READ: Global E-Commerce Hits $25.6 Trillion– Latest UNCTAD Estimates
‘‘From the data I was able to garner during my research, Konga also fulfils to the last mile over 85% of the orders placed on its online and offline platforms, so it has gone a long way in resolving logistics, which remains one of the biggest pain-points of e-Commerce in Africa,’’ Dr Chipkerui stated.
The foregoing paints a picture of a business that is quietly putting Africa on the global e-Commerce map.
Investigations reveal that Konga has also garnered a reputation as the biggest source of first-party products – a development made possible by its huge inventory-carrying capacity and a string of state-of-the-art regional warehouses it had invested in.
Unfazed by the seeming rush to go expanding across the continent, the management of Konga has not hidden its desire to first conquer Nigeria, Africa’s biggest market, a target that it has almost achieved.
Reports circulated in the media late last year says its flagship annual sales promotion, Konga Yakata, had generated huge revenues that had already outstripped the 2019 figure almost six times midway into the campaign, despite encumbrances wrought by the COVID-19 pandemic.
Furthermore, recent news reports have it that Konga is working with foreign partners from DFID to empower rural, smallholder farmers across Nigeria in a pilot project that has drawn so much commendation from near and far and which many have hailed as a potential source of food sufficiency. The brand also enjoys the confidence and trust of many more shoppers in Nigerians than any other e-Commerce brand in the country.
The answer is no, says e-Commerce researcher, Owusu, another member of the panel.
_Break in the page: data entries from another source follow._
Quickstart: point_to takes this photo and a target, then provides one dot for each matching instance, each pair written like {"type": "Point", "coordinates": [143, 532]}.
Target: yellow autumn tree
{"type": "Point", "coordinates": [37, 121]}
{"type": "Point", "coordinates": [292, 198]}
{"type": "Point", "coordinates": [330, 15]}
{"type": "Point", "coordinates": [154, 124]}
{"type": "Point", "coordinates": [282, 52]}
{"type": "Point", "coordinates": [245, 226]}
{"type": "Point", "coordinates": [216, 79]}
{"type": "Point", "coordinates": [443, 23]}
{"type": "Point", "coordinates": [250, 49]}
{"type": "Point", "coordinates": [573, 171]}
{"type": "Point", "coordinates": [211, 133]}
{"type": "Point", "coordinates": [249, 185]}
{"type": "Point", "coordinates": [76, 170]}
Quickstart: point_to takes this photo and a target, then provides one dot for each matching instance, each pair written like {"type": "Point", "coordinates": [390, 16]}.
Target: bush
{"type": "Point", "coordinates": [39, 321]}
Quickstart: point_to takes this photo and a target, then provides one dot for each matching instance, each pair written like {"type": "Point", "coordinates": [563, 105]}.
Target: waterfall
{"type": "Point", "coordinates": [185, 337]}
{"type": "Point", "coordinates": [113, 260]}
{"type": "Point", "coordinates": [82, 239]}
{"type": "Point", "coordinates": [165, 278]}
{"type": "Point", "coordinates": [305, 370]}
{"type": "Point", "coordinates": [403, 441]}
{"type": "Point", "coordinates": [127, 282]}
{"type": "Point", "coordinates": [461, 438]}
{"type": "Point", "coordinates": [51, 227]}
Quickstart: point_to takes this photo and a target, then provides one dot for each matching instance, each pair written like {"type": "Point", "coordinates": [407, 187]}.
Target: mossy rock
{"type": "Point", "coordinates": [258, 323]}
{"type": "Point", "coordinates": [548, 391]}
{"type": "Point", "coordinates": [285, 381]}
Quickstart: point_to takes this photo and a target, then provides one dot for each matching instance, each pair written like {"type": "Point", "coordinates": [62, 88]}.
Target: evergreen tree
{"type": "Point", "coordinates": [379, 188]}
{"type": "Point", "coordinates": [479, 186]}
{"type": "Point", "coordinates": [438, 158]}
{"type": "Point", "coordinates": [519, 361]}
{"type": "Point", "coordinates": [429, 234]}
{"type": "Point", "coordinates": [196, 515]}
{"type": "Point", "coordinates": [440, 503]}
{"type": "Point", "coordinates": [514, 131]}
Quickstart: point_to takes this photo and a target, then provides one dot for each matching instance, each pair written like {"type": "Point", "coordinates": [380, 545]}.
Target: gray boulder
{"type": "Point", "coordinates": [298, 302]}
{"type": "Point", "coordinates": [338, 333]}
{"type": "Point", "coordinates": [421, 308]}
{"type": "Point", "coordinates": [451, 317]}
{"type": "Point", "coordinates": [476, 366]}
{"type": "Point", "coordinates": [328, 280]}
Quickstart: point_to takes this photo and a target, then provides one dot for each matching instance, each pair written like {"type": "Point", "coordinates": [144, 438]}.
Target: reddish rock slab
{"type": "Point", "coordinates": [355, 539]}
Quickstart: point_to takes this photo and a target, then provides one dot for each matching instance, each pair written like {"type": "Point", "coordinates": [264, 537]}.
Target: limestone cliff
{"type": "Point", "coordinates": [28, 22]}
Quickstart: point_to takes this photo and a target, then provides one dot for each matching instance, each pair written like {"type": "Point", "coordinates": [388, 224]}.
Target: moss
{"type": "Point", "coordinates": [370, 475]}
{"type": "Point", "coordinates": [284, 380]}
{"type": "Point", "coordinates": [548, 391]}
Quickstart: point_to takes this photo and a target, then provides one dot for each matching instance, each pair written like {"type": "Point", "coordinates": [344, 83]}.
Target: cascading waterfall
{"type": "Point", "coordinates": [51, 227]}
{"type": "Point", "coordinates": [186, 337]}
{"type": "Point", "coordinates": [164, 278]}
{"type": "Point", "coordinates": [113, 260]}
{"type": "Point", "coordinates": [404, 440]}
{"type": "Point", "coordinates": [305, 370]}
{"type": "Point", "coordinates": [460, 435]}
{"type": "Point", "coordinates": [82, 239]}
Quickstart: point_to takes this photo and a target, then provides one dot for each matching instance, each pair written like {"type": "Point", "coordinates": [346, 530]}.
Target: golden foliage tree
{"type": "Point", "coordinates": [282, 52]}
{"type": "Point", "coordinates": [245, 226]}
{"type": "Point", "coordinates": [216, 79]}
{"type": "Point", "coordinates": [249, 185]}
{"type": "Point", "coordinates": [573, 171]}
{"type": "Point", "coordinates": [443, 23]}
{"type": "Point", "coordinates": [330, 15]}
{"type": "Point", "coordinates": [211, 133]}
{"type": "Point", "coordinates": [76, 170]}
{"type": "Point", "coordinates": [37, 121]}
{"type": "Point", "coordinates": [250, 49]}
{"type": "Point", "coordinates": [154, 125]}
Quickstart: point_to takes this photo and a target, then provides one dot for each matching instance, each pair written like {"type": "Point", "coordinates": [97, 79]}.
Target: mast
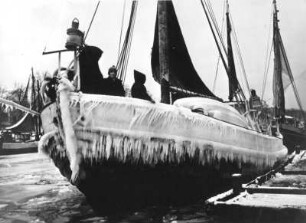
{"type": "Point", "coordinates": [233, 82]}
{"type": "Point", "coordinates": [278, 89]}
{"type": "Point", "coordinates": [163, 50]}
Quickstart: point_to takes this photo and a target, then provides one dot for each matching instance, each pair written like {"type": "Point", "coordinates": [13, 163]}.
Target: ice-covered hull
{"type": "Point", "coordinates": [126, 143]}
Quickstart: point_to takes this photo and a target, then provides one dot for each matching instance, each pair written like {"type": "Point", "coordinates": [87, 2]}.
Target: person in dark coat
{"type": "Point", "coordinates": [138, 89]}
{"type": "Point", "coordinates": [112, 85]}
{"type": "Point", "coordinates": [90, 74]}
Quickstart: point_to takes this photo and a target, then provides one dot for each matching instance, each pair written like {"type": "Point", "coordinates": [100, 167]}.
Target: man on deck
{"type": "Point", "coordinates": [112, 85]}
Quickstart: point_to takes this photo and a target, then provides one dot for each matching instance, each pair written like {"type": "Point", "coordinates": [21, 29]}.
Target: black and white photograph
{"type": "Point", "coordinates": [171, 111]}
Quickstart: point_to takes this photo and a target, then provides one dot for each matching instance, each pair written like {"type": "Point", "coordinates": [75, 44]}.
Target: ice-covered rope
{"type": "Point", "coordinates": [17, 106]}
{"type": "Point", "coordinates": [74, 155]}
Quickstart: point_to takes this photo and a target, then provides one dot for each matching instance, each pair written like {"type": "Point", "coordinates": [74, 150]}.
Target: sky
{"type": "Point", "coordinates": [27, 28]}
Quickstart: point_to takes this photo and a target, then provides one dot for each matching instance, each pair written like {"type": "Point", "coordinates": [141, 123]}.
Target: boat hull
{"type": "Point", "coordinates": [18, 147]}
{"type": "Point", "coordinates": [134, 150]}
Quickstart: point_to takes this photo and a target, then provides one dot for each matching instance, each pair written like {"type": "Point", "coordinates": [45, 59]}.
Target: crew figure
{"type": "Point", "coordinates": [112, 85]}
{"type": "Point", "coordinates": [138, 89]}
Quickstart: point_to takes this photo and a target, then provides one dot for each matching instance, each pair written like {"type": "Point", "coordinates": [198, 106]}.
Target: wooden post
{"type": "Point", "coordinates": [163, 50]}
{"type": "Point", "coordinates": [236, 183]}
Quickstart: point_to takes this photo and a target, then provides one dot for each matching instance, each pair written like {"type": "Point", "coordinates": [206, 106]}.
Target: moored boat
{"type": "Point", "coordinates": [119, 150]}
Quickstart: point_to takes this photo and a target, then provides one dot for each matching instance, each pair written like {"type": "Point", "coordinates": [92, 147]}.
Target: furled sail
{"type": "Point", "coordinates": [182, 73]}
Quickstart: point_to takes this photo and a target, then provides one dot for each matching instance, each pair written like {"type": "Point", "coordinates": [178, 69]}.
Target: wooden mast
{"type": "Point", "coordinates": [163, 50]}
{"type": "Point", "coordinates": [278, 89]}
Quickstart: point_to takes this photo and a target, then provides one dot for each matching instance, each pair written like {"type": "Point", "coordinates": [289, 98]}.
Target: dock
{"type": "Point", "coordinates": [277, 196]}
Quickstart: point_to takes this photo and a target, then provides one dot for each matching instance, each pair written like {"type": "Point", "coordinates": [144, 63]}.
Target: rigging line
{"type": "Point", "coordinates": [239, 54]}
{"type": "Point", "coordinates": [214, 35]}
{"type": "Point", "coordinates": [266, 72]}
{"type": "Point", "coordinates": [92, 20]}
{"type": "Point", "coordinates": [130, 40]}
{"type": "Point", "coordinates": [122, 20]}
{"type": "Point", "coordinates": [268, 57]}
{"type": "Point", "coordinates": [216, 26]}
{"type": "Point", "coordinates": [218, 61]}
{"type": "Point", "coordinates": [123, 54]}
{"type": "Point", "coordinates": [290, 75]}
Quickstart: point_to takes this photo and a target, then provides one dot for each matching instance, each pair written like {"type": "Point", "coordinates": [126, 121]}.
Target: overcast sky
{"type": "Point", "coordinates": [29, 27]}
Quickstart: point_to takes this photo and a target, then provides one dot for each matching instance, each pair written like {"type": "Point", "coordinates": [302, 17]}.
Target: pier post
{"type": "Point", "coordinates": [236, 183]}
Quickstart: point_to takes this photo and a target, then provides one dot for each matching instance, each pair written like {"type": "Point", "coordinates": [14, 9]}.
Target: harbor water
{"type": "Point", "coordinates": [33, 190]}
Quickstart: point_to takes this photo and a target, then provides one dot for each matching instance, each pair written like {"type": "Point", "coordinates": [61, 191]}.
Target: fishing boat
{"type": "Point", "coordinates": [293, 131]}
{"type": "Point", "coordinates": [121, 150]}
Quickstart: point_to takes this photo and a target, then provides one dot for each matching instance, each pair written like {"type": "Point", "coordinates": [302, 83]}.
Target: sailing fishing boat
{"type": "Point", "coordinates": [294, 136]}
{"type": "Point", "coordinates": [119, 149]}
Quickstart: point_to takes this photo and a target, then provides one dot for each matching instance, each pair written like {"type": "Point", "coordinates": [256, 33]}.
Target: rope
{"type": "Point", "coordinates": [268, 58]}
{"type": "Point", "coordinates": [91, 21]}
{"type": "Point", "coordinates": [239, 55]}
{"type": "Point", "coordinates": [218, 61]}
{"type": "Point", "coordinates": [125, 51]}
{"type": "Point", "coordinates": [214, 20]}
{"type": "Point", "coordinates": [123, 15]}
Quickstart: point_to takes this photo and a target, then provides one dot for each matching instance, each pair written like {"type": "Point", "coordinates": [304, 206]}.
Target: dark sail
{"type": "Point", "coordinates": [232, 77]}
{"type": "Point", "coordinates": [182, 73]}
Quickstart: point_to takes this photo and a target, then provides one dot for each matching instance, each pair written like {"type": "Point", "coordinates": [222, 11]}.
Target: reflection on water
{"type": "Point", "coordinates": [32, 190]}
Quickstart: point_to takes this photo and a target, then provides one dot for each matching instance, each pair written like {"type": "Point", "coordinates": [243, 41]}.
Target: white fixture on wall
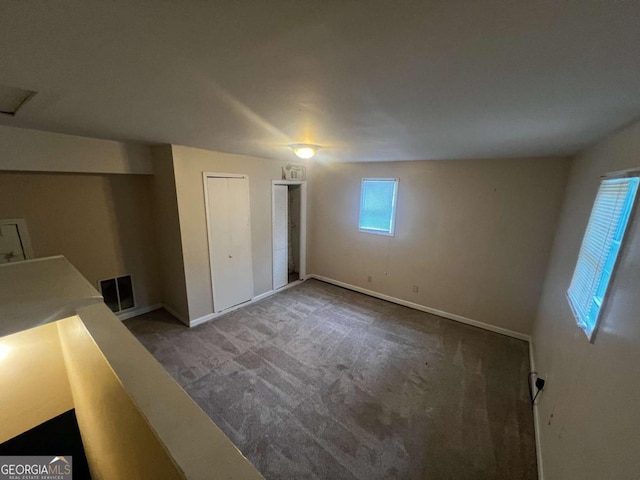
{"type": "Point", "coordinates": [304, 150]}
{"type": "Point", "coordinates": [294, 172]}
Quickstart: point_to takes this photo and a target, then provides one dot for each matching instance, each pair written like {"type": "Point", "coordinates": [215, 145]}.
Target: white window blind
{"type": "Point", "coordinates": [378, 205]}
{"type": "Point", "coordinates": [599, 250]}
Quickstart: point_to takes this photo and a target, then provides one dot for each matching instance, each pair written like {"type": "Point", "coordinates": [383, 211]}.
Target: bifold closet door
{"type": "Point", "coordinates": [280, 236]}
{"type": "Point", "coordinates": [230, 241]}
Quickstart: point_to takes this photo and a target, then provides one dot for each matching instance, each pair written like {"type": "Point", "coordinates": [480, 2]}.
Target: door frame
{"type": "Point", "coordinates": [303, 225]}
{"type": "Point", "coordinates": [205, 176]}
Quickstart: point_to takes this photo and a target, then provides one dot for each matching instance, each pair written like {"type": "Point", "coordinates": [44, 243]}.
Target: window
{"type": "Point", "coordinates": [378, 205]}
{"type": "Point", "coordinates": [599, 250]}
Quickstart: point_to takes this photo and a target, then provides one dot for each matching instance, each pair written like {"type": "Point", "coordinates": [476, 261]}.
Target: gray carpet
{"type": "Point", "coordinates": [322, 382]}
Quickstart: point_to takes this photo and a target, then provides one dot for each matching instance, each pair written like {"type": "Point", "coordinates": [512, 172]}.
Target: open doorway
{"type": "Point", "coordinates": [289, 232]}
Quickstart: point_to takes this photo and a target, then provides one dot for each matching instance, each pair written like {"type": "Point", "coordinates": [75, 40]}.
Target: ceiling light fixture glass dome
{"type": "Point", "coordinates": [304, 150]}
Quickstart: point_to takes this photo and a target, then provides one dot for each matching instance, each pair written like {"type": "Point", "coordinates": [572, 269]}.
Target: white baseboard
{"type": "Point", "coordinates": [536, 418]}
{"type": "Point", "coordinates": [423, 308]}
{"type": "Point", "coordinates": [134, 312]}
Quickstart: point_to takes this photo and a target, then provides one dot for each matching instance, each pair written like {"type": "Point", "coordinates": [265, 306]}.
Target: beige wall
{"type": "Point", "coordinates": [102, 223]}
{"type": "Point", "coordinates": [34, 150]}
{"type": "Point", "coordinates": [33, 380]}
{"type": "Point", "coordinates": [475, 236]}
{"type": "Point", "coordinates": [189, 164]}
{"type": "Point", "coordinates": [588, 414]}
{"type": "Point", "coordinates": [173, 286]}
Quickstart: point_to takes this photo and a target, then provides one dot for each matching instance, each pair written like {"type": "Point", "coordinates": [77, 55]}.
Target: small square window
{"type": "Point", "coordinates": [378, 205]}
{"type": "Point", "coordinates": [599, 251]}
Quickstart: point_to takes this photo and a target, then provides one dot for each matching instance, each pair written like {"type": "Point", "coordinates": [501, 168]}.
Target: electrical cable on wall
{"type": "Point", "coordinates": [539, 385]}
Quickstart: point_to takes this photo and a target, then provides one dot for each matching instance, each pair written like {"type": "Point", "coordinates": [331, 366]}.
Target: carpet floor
{"type": "Point", "coordinates": [322, 382]}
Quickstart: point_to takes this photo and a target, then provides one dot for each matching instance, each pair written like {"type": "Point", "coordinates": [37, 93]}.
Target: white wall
{"type": "Point", "coordinates": [589, 415]}
{"type": "Point", "coordinates": [33, 150]}
{"type": "Point", "coordinates": [189, 164]}
{"type": "Point", "coordinates": [171, 261]}
{"type": "Point", "coordinates": [102, 223]}
{"type": "Point", "coordinates": [475, 236]}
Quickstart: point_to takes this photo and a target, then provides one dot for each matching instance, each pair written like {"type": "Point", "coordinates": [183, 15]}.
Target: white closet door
{"type": "Point", "coordinates": [230, 241]}
{"type": "Point", "coordinates": [280, 236]}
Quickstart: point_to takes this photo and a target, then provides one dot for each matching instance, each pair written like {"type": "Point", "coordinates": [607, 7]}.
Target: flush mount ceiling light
{"type": "Point", "coordinates": [12, 98]}
{"type": "Point", "coordinates": [304, 150]}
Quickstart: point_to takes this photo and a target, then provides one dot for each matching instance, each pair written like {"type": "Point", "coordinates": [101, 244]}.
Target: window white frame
{"type": "Point", "coordinates": [391, 231]}
{"type": "Point", "coordinates": [611, 214]}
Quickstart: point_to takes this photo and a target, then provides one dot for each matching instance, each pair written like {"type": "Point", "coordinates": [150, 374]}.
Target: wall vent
{"type": "Point", "coordinates": [118, 293]}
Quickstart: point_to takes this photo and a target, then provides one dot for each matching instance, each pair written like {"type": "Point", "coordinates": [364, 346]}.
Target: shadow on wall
{"type": "Point", "coordinates": [134, 234]}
Owusu holds that more Nigerians and indeed, Africans need to rally round Konga as a true representative of the positive strides of e-Commerce on the continent.
‘‘It is a case of charity beginning from home. It is surprising that this panel has devoted so much time, looking at Konga as a case study of the growth of e-Commerce in Africa, yet I doubt that the government of Nigeria hardly recognises this gem that it possesses.
The government and people of Nigeria need to wake up and support the Konga brand to enable it to realise its huge potential. Same goes for governments in other African countries, many of whom, from the submission of this panel, will welcome Konga with open arms.
‘‘If Konga succeeds, Africa can count on it as an ethical, trustworthy representative for the continent,’’ he concluded.